Every single freaking time
.
“I keep on having this dream and it’s driving me crazy,” I told Risa, Sharita, and Tammy the only time all of us managed to get together for brunch that entire summer. “Basically, I’m following some guy I can’t really see through a farmers market, and then I’m all like, ‘Okay, okay, I’ll marry you.’ And he’s about to turn around so I can see his face, but then I wake up. What do you think that means?”
“Maybe it’s a vision from the future,” Tammy, the dreamy, light-skinned model with perfectly dyed honey-blonde hair, answered.
“Maybe you saw a movie and it’s replaying in your dreams,” Sharita, the adorably chubby and super-practical accountant, said.
But Risa glared at me as if I had been taken over by a body snatcher. “You want to get married,” she said. “You have the itch.”
“No,” I said, feeling like I had just been accused of having an STD. “I love being single.
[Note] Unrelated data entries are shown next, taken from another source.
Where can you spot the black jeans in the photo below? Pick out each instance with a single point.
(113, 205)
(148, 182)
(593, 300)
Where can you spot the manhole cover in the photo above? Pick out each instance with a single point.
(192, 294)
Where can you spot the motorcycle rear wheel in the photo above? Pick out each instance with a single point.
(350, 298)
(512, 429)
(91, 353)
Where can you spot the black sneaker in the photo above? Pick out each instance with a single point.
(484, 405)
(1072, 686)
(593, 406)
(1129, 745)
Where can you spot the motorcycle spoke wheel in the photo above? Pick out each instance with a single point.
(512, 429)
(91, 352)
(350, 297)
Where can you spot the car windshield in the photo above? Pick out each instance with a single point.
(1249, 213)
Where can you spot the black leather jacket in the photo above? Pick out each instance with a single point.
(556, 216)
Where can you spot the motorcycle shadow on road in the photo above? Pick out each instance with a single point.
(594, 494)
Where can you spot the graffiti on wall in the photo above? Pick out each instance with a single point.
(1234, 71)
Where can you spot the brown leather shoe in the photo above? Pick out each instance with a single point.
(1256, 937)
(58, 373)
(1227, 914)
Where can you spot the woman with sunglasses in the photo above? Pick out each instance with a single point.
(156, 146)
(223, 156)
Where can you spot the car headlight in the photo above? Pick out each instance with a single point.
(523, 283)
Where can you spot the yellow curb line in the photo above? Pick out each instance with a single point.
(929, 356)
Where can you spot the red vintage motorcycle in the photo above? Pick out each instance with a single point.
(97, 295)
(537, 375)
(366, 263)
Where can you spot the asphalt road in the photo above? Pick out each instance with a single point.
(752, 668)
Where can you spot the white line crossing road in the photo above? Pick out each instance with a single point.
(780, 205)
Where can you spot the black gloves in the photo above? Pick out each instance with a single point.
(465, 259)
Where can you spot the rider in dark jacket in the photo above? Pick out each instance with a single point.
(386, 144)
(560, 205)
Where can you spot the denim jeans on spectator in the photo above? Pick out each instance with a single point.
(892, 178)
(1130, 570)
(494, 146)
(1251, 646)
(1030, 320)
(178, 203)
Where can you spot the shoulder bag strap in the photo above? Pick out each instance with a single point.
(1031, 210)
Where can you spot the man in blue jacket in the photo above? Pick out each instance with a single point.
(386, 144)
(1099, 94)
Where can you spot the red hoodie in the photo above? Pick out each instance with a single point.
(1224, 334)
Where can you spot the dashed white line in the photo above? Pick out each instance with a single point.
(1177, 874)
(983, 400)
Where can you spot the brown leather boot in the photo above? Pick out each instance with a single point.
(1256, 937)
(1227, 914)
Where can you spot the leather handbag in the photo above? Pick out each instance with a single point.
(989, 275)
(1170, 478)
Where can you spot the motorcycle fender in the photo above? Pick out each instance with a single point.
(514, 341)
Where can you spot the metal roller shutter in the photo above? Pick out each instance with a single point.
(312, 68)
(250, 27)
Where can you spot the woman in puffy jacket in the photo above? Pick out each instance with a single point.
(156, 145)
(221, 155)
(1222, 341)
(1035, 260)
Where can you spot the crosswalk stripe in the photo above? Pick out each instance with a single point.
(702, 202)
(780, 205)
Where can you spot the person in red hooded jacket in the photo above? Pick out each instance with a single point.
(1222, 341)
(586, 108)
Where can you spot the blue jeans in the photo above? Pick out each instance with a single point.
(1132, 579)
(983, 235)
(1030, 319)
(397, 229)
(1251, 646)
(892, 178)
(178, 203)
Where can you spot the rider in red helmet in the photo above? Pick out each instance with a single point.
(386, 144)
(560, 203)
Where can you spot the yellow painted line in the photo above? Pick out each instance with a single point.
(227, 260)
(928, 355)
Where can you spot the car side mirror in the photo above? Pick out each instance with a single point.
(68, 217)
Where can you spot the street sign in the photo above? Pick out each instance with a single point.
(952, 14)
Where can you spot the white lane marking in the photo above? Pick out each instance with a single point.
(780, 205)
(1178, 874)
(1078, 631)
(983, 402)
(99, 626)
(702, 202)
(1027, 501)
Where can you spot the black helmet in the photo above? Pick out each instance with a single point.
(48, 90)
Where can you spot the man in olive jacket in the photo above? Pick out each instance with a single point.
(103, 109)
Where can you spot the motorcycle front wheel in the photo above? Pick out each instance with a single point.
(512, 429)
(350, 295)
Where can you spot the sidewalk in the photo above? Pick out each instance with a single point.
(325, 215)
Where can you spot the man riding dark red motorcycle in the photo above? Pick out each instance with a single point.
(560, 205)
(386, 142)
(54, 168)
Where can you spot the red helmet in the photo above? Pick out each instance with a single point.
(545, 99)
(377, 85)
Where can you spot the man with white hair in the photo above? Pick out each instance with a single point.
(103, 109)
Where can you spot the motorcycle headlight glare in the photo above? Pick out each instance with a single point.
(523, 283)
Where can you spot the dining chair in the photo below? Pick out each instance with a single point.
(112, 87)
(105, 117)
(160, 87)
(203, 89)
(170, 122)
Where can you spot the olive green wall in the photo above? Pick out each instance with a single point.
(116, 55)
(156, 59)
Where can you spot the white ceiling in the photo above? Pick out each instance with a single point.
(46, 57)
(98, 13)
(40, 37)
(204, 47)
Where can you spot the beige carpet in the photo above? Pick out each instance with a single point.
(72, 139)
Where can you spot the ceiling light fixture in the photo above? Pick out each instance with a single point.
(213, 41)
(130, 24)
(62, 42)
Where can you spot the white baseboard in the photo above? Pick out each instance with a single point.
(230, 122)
I want to be single forever.”
“What’s wrong with wanting to get married?” Sharita, who wanted nothing more than to get married, asked.
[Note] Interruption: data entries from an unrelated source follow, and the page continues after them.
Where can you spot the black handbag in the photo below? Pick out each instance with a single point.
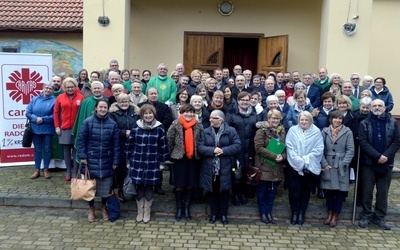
(113, 207)
(129, 188)
(27, 137)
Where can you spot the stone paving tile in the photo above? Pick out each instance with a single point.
(16, 189)
(59, 228)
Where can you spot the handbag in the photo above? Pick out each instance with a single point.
(253, 174)
(27, 137)
(83, 189)
(129, 188)
(113, 207)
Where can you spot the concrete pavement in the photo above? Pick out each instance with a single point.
(44, 228)
(16, 189)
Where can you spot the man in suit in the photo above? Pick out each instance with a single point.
(355, 81)
(283, 106)
(313, 91)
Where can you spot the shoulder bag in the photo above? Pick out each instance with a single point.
(83, 189)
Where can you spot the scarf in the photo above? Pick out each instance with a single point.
(275, 132)
(335, 132)
(246, 113)
(198, 113)
(189, 139)
(216, 160)
(143, 125)
(215, 107)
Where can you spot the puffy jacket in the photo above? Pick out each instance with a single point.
(230, 144)
(41, 107)
(176, 139)
(385, 96)
(65, 109)
(125, 119)
(369, 155)
(99, 144)
(246, 129)
(269, 172)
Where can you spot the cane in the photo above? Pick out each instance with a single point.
(356, 188)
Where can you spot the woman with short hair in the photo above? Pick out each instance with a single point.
(65, 111)
(40, 114)
(99, 150)
(335, 164)
(218, 144)
(147, 153)
(304, 149)
(125, 114)
(182, 136)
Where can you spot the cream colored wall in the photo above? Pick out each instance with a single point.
(385, 52)
(73, 40)
(103, 44)
(340, 53)
(157, 28)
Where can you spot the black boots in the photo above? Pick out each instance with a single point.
(183, 198)
(188, 197)
(295, 218)
(179, 202)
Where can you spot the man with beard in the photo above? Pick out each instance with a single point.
(56, 84)
(379, 140)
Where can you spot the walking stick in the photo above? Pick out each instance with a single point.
(356, 188)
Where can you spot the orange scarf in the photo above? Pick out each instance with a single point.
(189, 140)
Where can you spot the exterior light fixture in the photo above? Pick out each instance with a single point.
(225, 8)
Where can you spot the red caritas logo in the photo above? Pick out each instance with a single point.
(24, 85)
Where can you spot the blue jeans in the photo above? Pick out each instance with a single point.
(266, 191)
(42, 145)
(334, 200)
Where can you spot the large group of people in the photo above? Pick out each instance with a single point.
(212, 127)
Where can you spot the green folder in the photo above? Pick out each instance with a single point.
(276, 147)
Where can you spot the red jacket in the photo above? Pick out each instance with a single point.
(65, 109)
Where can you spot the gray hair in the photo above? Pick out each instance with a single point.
(271, 98)
(298, 85)
(366, 101)
(195, 97)
(219, 114)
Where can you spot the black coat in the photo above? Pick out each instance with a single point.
(369, 155)
(164, 114)
(246, 129)
(125, 119)
(230, 144)
(99, 144)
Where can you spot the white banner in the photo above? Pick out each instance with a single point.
(22, 78)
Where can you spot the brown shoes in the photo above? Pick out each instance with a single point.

But Risa just shook her head at me, her face mournful like I had just told her I had a terminal disease. “Dude, I thought you were different. I thought you wouldn’t lose your mind and want to get married as soon as you turned thirty. But turns out, you’re just like all the other single ladies, living the stereotype.”
“I’m not living the stereotype,” I said. “It’s just a dream, I swear.”
“Why are you acting like it’s against the law to want to settle down?” Sharita asked Risa. “Day can’t sleep around forever. And, you know, marriage to the right person would probably improve her financial picture. You should see how many of my clients have jumped to higher income brackets within a few years after getting married. As an institution, marriage really is good for your wallet.”
Sharita gave me a nod of approval. “I think this decision to get married is probably the best one you’ve made since moving out here to L.A.”
Risa folded her arms and pouted. “So now I’ve got two friends living the stereotype.”
“I’m not living the stereotype,” I said, trying to rein them back in. “It’s just a dream.”